Evolution of TnpB and IscB from an Ancestral RuvC.

In view of the relationship between TnpB, IscB, RuvC and the Cas proteins, the important question of the evolutionary trajectory of these proteins arises. Using various analytic tools, it was concluded that all Cas9 examples identified to date are probably descended from a single IscB derivative ancestor ^[66]. This contention arose from the observation that the CRISPR-associated IscB derivatives do not form a single clade but are distributed over the IscB phylogenetic tree suggesting that they evolved independently from a single acquisition ^[66]. Additional IscB derivatives were also identified in this study which led to an evolutionary scenario involving successive acquisition of domains by an ancestral RuvC (Fig. IS200.36). The additional species included a shorter derivative, IsrB, which carried the bridging helix but not the HNH domain and a longer derivative which had acquired a so-called REC domain ^[66].

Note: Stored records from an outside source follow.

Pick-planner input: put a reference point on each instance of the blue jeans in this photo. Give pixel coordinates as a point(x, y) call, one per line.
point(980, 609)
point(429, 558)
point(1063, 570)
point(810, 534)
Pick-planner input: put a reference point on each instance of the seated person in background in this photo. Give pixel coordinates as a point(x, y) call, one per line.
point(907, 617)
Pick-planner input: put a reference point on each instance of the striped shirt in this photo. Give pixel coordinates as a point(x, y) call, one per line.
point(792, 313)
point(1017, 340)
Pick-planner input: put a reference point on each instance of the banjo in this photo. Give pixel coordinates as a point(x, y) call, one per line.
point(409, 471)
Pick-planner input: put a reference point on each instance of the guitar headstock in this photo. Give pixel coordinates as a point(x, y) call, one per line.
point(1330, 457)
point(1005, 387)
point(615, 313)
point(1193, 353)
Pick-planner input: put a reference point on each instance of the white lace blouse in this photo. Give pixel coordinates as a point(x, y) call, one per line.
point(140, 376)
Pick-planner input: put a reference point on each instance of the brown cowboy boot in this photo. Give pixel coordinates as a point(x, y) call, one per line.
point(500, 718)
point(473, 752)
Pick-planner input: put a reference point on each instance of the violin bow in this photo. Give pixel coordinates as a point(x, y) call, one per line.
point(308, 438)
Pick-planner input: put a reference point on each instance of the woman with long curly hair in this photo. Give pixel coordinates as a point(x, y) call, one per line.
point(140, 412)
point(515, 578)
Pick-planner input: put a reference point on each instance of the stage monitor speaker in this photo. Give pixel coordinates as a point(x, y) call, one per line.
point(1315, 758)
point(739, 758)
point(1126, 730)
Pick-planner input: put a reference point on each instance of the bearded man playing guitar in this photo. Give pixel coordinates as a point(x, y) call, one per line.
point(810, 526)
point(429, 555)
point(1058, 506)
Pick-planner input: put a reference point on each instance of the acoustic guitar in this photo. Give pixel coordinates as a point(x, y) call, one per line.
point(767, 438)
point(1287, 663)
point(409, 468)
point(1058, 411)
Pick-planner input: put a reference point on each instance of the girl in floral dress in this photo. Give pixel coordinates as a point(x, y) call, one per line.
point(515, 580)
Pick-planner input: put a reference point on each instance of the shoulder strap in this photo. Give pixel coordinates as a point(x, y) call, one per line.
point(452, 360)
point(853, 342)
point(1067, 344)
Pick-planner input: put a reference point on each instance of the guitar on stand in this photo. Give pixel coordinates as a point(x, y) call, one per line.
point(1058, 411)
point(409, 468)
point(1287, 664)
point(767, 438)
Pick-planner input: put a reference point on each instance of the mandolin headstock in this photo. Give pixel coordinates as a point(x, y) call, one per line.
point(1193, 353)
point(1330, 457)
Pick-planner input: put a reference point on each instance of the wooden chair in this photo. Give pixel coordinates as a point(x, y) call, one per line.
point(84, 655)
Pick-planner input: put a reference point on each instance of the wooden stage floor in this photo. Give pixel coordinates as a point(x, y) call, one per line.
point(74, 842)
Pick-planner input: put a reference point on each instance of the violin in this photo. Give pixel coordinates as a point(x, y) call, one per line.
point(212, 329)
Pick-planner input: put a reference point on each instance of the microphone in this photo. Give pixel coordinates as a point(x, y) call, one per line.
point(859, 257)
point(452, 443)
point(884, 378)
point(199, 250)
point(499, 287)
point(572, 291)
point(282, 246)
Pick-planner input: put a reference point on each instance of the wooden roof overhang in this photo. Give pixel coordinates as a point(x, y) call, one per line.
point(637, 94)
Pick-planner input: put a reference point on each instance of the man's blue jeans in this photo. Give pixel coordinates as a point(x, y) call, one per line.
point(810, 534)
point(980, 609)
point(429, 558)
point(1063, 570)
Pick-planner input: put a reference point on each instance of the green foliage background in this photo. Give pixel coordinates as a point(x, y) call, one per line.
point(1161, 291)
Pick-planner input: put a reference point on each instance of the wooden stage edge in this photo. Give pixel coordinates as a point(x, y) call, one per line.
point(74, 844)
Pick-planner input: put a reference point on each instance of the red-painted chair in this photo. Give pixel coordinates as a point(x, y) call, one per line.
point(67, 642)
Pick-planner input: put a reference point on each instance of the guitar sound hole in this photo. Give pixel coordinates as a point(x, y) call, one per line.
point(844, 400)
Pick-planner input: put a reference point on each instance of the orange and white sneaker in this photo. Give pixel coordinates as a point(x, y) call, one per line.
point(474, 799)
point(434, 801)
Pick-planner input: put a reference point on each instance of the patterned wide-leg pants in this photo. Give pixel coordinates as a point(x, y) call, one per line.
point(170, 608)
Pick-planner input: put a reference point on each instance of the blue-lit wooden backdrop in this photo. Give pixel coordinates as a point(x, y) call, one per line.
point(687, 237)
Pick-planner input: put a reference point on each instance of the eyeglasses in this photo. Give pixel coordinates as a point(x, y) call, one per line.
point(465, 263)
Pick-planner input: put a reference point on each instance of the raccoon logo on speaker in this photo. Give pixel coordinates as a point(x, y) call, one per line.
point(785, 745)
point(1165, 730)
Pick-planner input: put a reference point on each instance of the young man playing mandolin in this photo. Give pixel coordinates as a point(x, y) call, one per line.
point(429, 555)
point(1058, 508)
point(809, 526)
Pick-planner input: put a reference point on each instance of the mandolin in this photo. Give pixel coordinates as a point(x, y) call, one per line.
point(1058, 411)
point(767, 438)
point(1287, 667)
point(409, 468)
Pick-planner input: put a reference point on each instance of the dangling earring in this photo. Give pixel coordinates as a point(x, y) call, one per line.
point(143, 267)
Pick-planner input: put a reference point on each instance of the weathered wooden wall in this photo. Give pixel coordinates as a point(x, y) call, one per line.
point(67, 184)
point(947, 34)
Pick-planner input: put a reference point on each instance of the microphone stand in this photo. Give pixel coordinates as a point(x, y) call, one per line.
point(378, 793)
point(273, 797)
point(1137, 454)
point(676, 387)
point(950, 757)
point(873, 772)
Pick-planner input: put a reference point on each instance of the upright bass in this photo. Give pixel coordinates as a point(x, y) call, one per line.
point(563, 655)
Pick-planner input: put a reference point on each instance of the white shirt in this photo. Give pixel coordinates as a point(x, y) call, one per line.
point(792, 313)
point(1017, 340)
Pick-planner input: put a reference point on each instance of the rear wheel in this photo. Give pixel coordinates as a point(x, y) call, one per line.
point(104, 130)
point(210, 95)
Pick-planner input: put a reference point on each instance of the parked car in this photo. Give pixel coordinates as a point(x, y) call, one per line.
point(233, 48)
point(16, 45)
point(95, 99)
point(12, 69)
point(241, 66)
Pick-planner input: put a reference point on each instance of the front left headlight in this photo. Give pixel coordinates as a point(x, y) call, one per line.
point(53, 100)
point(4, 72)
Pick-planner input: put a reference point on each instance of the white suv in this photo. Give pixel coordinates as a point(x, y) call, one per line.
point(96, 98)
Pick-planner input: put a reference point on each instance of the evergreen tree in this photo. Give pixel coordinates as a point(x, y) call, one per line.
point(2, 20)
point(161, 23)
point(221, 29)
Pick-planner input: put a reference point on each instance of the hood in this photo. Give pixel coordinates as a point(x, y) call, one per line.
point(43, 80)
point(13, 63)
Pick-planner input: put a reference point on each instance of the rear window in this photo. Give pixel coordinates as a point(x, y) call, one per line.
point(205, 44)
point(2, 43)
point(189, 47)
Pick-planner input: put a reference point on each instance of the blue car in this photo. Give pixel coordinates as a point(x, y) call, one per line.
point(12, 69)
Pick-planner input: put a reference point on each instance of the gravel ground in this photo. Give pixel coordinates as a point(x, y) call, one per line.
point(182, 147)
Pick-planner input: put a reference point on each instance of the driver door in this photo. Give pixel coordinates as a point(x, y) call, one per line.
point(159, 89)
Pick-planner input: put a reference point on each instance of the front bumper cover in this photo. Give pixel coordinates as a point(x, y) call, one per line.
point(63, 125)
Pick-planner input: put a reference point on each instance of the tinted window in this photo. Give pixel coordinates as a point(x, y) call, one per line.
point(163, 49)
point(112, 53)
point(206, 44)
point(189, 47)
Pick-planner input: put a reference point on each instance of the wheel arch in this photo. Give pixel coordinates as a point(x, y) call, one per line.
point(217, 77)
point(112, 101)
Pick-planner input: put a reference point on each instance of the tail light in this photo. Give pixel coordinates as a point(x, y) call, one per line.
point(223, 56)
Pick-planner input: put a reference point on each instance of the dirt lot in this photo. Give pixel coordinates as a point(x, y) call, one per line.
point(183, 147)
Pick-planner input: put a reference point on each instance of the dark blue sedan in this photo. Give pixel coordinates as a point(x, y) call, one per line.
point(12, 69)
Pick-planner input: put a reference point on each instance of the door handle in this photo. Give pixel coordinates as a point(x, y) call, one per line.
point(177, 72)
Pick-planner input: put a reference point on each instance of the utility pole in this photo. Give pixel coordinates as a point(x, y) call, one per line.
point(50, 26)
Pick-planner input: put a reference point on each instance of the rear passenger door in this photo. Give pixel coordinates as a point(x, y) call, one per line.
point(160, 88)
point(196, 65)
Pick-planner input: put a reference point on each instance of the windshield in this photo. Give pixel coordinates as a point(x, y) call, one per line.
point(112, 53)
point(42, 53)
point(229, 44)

TnpB appears to have followed an alternative evolutionary route towards Cas12. In addition, it is thought that TnpB was an ancestor of the eukaryotic Fanzor proteins ^[77] associated with diverse eukaryotic potential transposable elements.

Fig. IS200.36. Sequential Acquisition of Domains by an Ancentral RuvC from Altae-Tran et al.^[66]. [green]: RuvC segments I, II and III; [red]: Zinc-finger or HNH nuclease; [blue]: Arginine rich helix; [yellow]: Wedge domain. As defined by Altae-Tran et al.^[66] (IscB) and TnpB Karvelis et al. ^[70]. Note, compared to Cas9-like iscB, TnpB and Cas12 have an N-terminal extension before the first RuvC (i) motif while iscB carries the N-terminal P domain [grey].

Functional analysis of TnpB and IscB

Clearly, the relationship between TnpB and IscB and Cas12 and Cas9 respectively suggested that TnpB and IscB might function as RNA guided nucleases which may, in some way, be involved in transposition ^[70][66] and this has been extensively tested.

TnpB functions as an RNA-guided Endonuclease.

For TnpB, Karvelis, et al.^[70] used ISDra2 as a model system. This has the advantage that its transposition behavior has been well characterised ^[63][64].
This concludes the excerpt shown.